Editorial: President and Congress
Now that Congress has overridden the President’s unprecedented veto of a tax bill, and Senate Democrats have endorsed Leader Barkley’s revolt against Roosevelt usurpation, where do we go from here?
The answer is far more important than the political fortunes of any man or party. Winning the war and winning the peace are at stake. There can be no national unity and no efficient war government as long as the President and Congress are fighting each other. Teamwork between the White House and the Hill, in the letter and spirit of coordinate constitutional powers, is the most acute need in America today.
Such cooperation will not be easy to achieve. Congress has been alternately ignored, smeared and bossed for so long by the President that its human temptation is to pay him back now that he has so grossly-overreached himself. Freedom that comes from successful revolt is a heady wine – Congress could get drunk on it.

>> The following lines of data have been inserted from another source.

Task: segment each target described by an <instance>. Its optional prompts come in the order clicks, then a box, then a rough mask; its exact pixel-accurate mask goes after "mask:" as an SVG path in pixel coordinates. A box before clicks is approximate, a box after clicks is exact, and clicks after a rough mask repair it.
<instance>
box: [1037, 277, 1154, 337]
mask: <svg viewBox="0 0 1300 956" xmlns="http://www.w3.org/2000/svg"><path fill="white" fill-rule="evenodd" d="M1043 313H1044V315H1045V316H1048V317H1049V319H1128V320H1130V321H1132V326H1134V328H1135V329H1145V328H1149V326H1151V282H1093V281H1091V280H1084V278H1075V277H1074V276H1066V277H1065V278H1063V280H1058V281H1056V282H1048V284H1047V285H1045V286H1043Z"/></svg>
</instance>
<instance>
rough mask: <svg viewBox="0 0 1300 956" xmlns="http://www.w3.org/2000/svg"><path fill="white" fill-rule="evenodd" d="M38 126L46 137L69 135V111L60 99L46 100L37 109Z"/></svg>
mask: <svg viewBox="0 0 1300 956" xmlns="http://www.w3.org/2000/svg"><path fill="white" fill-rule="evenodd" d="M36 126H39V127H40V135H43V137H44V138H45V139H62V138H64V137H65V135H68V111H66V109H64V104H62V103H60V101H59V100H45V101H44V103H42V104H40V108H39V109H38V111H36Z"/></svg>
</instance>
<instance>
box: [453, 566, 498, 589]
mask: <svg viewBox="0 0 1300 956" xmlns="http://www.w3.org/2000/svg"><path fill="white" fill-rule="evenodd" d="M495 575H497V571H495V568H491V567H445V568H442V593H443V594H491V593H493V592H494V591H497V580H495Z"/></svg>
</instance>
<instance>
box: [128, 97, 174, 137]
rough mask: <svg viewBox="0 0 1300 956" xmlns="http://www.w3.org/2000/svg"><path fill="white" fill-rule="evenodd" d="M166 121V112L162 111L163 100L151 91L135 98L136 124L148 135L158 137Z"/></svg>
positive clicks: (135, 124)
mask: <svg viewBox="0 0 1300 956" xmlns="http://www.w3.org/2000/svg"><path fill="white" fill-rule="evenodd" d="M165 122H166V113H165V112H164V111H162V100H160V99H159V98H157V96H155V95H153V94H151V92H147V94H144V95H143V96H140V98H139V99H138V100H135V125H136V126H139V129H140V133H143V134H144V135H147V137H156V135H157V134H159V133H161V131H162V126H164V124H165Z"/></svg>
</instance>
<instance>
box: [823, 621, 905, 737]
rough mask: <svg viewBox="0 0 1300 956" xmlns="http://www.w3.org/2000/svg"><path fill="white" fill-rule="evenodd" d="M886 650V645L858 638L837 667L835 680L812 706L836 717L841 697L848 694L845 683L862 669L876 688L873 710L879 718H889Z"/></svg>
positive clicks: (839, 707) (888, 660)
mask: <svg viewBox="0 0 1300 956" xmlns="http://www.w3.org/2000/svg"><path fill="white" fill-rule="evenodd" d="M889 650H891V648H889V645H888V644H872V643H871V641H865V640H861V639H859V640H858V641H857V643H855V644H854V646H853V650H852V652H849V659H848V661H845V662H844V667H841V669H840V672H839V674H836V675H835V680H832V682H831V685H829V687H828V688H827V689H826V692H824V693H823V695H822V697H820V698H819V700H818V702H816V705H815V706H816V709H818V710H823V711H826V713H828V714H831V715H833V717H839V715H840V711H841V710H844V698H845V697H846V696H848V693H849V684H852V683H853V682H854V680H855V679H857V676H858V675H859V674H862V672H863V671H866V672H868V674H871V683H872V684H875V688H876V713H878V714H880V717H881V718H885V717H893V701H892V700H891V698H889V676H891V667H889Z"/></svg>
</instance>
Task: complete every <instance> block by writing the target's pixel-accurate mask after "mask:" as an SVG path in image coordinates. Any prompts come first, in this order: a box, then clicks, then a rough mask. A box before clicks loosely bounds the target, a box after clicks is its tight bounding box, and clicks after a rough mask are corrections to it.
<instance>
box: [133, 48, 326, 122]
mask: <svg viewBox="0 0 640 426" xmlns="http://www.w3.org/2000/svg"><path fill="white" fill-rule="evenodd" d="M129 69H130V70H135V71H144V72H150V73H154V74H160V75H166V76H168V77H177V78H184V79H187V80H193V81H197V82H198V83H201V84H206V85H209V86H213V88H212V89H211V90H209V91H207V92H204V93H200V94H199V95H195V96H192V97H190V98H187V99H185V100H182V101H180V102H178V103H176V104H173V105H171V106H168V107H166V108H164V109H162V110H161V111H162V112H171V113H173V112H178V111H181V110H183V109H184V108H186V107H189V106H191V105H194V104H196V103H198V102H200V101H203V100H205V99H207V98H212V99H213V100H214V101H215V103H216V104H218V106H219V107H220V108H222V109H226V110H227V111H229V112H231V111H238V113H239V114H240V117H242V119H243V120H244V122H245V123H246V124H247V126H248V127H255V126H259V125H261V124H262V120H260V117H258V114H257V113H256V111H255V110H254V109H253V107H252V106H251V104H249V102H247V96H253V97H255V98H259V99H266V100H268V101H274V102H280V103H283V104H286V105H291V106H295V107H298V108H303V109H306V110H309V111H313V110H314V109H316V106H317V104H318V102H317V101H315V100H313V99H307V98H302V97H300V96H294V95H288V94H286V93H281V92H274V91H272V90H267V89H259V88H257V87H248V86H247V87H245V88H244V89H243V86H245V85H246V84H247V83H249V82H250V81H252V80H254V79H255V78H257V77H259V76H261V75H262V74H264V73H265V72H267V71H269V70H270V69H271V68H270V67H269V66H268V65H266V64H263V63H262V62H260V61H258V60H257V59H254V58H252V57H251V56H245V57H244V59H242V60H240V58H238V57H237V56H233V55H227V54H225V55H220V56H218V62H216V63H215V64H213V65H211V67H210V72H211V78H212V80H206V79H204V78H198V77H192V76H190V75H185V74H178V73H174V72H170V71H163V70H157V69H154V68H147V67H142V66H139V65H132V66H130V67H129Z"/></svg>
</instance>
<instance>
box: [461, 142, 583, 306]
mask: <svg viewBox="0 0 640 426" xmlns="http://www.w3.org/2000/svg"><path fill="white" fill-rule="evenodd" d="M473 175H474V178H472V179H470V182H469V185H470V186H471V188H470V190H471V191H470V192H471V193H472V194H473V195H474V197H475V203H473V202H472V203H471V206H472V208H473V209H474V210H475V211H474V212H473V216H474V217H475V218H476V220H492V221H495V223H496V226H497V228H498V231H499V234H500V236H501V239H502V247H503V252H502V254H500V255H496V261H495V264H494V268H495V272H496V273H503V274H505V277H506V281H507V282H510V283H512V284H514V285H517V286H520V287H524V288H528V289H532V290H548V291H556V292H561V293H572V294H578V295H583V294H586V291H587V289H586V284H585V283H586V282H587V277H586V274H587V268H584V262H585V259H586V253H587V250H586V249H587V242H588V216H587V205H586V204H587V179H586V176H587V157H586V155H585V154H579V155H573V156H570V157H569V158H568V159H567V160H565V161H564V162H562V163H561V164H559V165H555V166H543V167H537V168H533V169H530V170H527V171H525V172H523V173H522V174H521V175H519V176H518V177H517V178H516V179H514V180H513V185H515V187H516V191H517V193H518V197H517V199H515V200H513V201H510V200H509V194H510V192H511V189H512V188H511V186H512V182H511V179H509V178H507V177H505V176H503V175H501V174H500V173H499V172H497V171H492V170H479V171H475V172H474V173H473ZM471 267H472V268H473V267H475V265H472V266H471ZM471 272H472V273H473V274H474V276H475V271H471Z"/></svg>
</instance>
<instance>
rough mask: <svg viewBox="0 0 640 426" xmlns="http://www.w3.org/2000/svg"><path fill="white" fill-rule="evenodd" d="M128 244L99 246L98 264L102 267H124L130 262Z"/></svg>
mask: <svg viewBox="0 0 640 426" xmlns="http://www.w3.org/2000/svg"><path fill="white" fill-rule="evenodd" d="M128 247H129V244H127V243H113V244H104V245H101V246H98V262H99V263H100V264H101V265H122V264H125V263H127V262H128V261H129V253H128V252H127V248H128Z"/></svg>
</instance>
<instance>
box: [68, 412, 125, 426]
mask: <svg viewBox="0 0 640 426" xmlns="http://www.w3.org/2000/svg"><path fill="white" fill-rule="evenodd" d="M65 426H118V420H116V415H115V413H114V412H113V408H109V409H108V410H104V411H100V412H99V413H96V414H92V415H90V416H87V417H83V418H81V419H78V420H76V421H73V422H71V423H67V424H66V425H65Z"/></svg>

Cooperation is even harder for the President. By temperament and habit, he is a one-man show. Moreover, as wartime Commander-in-Chief he is in a spot where even the humble Lincoln found it necessary to be dictatorial at times.
But above all other causes of growing conflict between the President and Congress is the fourth-term election. It is hard for him to divorce War President Roosevelt from Candidate Roosevelt, and still more difficult for Congress to do so. Even when he speaks with wisdom and selfishness, he is heard as a clever politician maneuvering for 16 years’ rule. And when he loses his poise – as in his recent insulting messages – he is jumped on as a blundering candidate, rather than helped out as a national leader who sometimes stumbles under the world’s heaviest load.
Despite all barriers, the President and Congress must get together.
Congress must forget and forgive his past usurpations, remembering its own frequent defaults of responsibility.
The President must learn, from the humiliation which he has just brought upon himself, that he no longer can drive the elected representatives. He must reason, if they are to follow. He must reason, if they are to agree. He must respect their constitutional function, if they are to work with him.
The present tax and foreign policy disputes are typical. The Constitution makes Congress chiefly responsible for taxation, and the President chiefly responsible for foreign policy, but both responsibilities are to be shared. We repeat here the proposals we and others have made so many times for joint executive-legislative committees. Unless the President and Congress can get together on a simplified program for increased taxes, the nation is threatened with inflation and worse. Unless they can get together on a foreign policy, the nation is threatened with another Wilson tragedy and loss of the peace.
They can get together, if they will.